石川監督の作品はすごく自然な演技が多いといわれるワケ
秋田プロデューサー 監督は、基本的には現場を全部ディレクションする役割で、美術のセットも含めてすべてのクリエイティブをコントロールするのが監督のお仕事です。映っているすべての画に監督が関与している。
監督にも個性があって、俳優の細かな動きまで決めてしまうタイプの方もいれば、石川監督のように、狙いだけ決めておいて、細かい部分は現場の役者さんの呼吸に委ねる方もいるんです。石川監督は、俳優さんとコミュニケーションしながら、動きを作っていくタイプですね。石川作品はすごく自然な演技が多いといわれるのは、このあたりに要因があるように思います。無理やりコントロールしていないところが特徴かなと。

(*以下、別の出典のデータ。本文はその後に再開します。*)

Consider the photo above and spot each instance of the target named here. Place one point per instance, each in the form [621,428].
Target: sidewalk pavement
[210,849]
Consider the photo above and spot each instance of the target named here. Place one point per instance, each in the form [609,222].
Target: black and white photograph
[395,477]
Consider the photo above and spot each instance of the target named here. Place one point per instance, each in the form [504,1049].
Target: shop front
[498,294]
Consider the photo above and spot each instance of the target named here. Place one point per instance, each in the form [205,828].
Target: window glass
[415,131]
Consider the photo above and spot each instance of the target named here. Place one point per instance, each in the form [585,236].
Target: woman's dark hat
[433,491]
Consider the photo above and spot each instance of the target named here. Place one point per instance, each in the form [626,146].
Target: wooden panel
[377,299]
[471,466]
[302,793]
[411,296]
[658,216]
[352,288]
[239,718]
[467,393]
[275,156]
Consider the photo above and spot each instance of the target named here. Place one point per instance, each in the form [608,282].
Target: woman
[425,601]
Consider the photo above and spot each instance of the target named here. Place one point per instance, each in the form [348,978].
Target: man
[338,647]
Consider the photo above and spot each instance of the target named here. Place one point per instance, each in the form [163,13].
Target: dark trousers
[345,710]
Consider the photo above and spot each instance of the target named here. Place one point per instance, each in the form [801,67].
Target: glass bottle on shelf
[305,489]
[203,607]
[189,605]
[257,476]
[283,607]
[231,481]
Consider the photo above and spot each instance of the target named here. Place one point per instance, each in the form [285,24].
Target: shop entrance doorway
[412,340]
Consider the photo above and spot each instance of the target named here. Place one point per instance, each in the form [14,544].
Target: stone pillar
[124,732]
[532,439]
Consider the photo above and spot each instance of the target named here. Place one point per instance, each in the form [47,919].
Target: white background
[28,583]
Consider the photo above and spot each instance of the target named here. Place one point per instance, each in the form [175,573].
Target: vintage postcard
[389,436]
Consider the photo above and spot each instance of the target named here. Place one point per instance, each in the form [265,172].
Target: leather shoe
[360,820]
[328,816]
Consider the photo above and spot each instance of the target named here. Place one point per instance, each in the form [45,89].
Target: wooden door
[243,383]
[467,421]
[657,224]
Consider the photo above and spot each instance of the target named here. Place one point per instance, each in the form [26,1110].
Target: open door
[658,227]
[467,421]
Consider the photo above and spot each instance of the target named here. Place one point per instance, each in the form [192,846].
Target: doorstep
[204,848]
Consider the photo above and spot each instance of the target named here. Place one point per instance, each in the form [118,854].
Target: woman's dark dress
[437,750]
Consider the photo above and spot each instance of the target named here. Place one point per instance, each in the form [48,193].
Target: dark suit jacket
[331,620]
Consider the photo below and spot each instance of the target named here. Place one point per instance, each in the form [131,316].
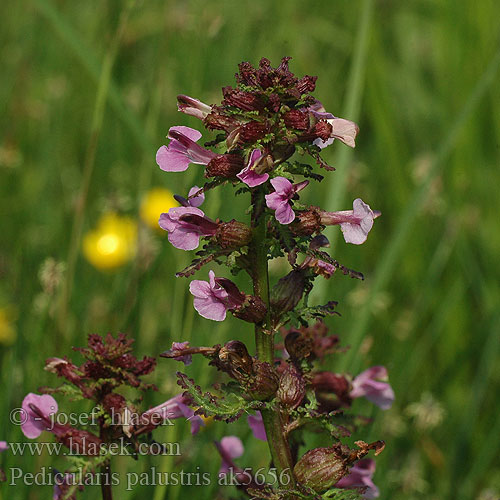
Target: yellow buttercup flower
[112,243]
[7,332]
[155,202]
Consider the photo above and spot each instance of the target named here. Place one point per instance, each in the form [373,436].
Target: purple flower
[344,130]
[37,411]
[280,199]
[355,223]
[230,447]
[172,409]
[212,300]
[369,385]
[179,347]
[197,200]
[182,150]
[193,107]
[185,226]
[257,425]
[360,476]
[248,174]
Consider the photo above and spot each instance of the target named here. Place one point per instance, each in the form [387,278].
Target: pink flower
[360,476]
[248,174]
[182,150]
[344,130]
[172,409]
[280,199]
[355,223]
[37,411]
[257,425]
[185,226]
[212,300]
[179,347]
[368,384]
[193,107]
[229,447]
[197,200]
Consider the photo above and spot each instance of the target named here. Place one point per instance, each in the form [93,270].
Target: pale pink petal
[284,214]
[275,200]
[171,160]
[210,309]
[367,384]
[184,238]
[190,133]
[353,233]
[344,130]
[282,185]
[200,289]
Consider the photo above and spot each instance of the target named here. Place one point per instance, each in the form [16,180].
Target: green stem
[264,341]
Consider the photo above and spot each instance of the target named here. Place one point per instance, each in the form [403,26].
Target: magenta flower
[193,107]
[185,226]
[373,386]
[248,174]
[280,199]
[212,300]
[182,150]
[179,347]
[37,411]
[355,223]
[197,200]
[229,447]
[344,130]
[172,409]
[257,425]
[360,476]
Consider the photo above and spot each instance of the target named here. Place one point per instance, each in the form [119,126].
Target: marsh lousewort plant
[265,129]
[263,133]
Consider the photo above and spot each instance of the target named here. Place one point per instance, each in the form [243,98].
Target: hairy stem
[106,490]
[264,340]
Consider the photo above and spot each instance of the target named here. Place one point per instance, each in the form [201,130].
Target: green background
[422,80]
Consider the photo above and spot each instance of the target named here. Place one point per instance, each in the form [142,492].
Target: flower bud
[307,84]
[252,310]
[264,165]
[193,107]
[233,234]
[298,345]
[296,119]
[241,99]
[321,468]
[286,294]
[306,222]
[227,166]
[292,387]
[217,121]
[264,383]
[253,131]
[235,359]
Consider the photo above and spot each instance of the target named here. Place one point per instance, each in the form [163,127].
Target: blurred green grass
[421,79]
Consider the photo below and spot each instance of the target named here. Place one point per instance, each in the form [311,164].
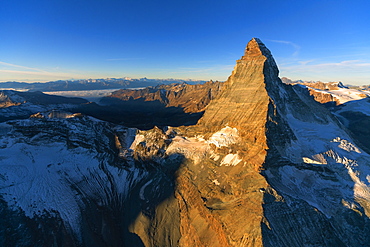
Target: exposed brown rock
[221,205]
[192,98]
[323,97]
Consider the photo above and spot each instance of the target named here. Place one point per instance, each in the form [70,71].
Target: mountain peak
[255,48]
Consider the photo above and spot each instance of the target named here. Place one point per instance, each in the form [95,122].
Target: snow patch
[230,160]
[224,137]
[346,145]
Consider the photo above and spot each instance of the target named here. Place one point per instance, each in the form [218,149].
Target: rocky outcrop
[265,165]
[192,98]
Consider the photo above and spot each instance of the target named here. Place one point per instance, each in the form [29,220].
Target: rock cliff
[265,165]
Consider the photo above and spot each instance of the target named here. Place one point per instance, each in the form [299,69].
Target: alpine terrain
[252,161]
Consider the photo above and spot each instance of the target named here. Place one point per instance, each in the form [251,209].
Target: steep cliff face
[266,165]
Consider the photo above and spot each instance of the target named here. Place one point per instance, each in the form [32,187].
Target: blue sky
[43,40]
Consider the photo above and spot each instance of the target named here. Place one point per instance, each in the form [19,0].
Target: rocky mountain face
[265,165]
[175,105]
[90,84]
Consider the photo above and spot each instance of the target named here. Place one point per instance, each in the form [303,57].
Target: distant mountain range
[91,84]
[253,161]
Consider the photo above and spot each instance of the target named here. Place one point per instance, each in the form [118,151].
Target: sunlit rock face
[266,165]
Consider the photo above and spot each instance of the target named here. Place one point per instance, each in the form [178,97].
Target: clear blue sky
[42,40]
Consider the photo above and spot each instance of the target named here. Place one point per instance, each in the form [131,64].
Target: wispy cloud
[9,71]
[122,59]
[20,67]
[296,47]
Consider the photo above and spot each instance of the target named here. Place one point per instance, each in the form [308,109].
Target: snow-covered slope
[313,159]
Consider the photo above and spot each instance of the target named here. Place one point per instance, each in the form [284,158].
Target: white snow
[47,176]
[224,137]
[230,160]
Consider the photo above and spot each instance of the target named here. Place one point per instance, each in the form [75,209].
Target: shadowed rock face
[266,165]
[228,211]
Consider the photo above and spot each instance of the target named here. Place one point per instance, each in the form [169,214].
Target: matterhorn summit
[265,164]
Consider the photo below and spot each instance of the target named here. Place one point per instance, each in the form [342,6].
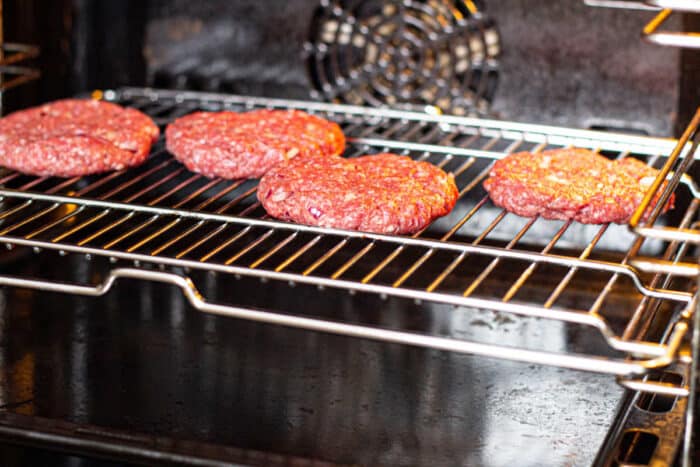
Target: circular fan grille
[439,53]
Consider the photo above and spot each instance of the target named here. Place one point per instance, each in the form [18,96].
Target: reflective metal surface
[142,361]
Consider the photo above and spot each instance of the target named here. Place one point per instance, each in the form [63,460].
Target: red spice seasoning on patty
[74,137]
[383,193]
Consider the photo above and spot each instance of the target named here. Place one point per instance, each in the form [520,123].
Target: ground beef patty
[384,193]
[570,184]
[74,137]
[246,145]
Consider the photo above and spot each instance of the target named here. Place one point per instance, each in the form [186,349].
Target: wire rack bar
[162,215]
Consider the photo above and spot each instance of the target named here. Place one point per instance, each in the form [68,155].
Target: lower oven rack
[158,222]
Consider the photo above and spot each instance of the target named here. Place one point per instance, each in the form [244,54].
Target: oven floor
[140,361]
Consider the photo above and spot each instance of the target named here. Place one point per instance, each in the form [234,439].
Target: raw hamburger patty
[384,193]
[570,184]
[74,137]
[246,145]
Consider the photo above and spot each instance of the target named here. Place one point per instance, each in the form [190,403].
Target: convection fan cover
[439,53]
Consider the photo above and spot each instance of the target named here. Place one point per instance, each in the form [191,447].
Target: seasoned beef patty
[573,184]
[383,193]
[246,145]
[74,137]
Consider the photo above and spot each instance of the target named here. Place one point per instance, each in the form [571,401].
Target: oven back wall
[562,63]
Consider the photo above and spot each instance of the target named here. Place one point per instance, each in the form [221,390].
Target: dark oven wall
[564,63]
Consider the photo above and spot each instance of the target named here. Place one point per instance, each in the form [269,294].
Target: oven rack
[161,215]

石川 そう言いながらも、事前に決めなくてはいけないものもあって。
原作にもたくさんファンがいらっしゃると思うのですが、僕も誰よりも原作を読み込んでいるという自負は持っています。主人公のコートの色とか、ソファーの配置、台詞を言う時のタイミングなどもコントロールして作っていくというのが映画化なので。それが読み方として正しいかどうかはわからないんですけどね。すごく変な読み方をしているかもしれないんですけど、そうすることでイメージできていくこともある。
ただ、不思議なのはそこに役者さんが入ると、いくら準備しても全部変わるんですよね。そこで生まれるアイデアを盛り込んでいくと、よりリアルになる。僕は自分が作りこんだものよりも、生身の人が感じたものがシーンの中に出てくると、より感情移入できるものになると思っているんです。
絶妙な下手さの絵を何度もオーディション
岸田 自分の感情とかを再現したものを準備して、さらにそれを超えていく瞬間があるということですもんね。

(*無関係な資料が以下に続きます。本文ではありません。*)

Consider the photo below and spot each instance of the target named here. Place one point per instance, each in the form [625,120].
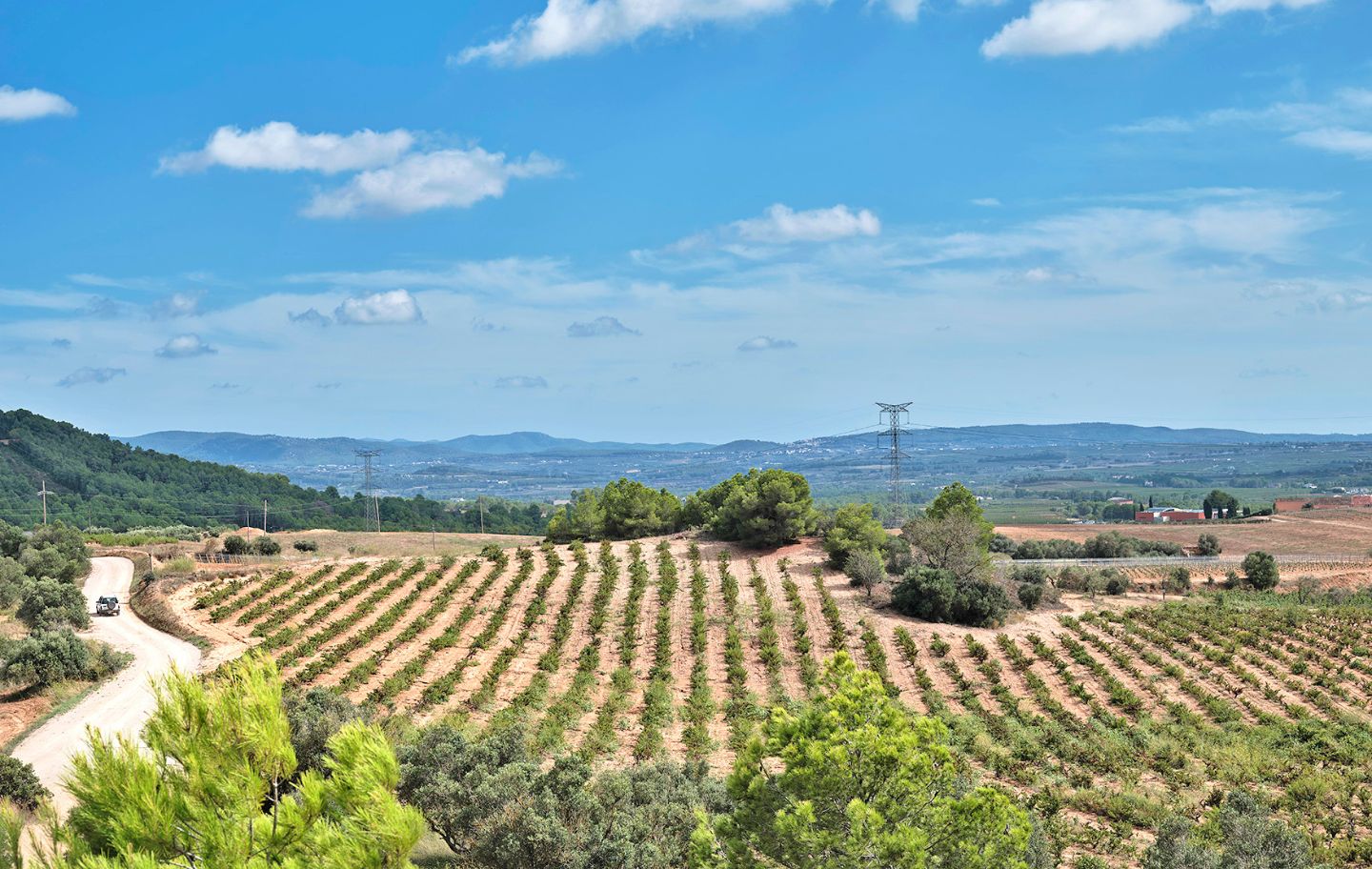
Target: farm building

石川 そういうときは、ぞくっとするというか、「あ! これだ!」って、感じる瞬間があるんですよね。
岸田 スケッチブックの絵のシーンも、原作では「無垢な世界に感動した」というような描写なんですけど、たしかに映像にするにはそんな絵はめっちゃ難しいですよね(笑)。
石川 あれは、本当に難しくて……。上手すぎてもいけないし、なんというか絶妙な上手さというか下手さというか。でも、映画の美術さんって美大を出ているような人ばっかりだから、塩梅が難しくて。微妙に下手に書いてもらう必要があったので、絵のオーディションを何回もしました。
絵に関していうと、死刑囚の絵画展の作品も実は美術さんに書いてもらっています。年末年始に、死刑囚の気持ちになって絵を描いてきてくださいという、酷い宿題をだしたんですよね(笑)。
岸田 私が担当の編集者さんから言われて、最近ずっと悩んでいたのは、作品を書くときに「演出のために、感情を作ってはいけません」ということ。ここで人を泣かせよう、もらい泣きしてくれる人もつくろうみたいな書き方だとすごく不自然だ、と言われたんですね。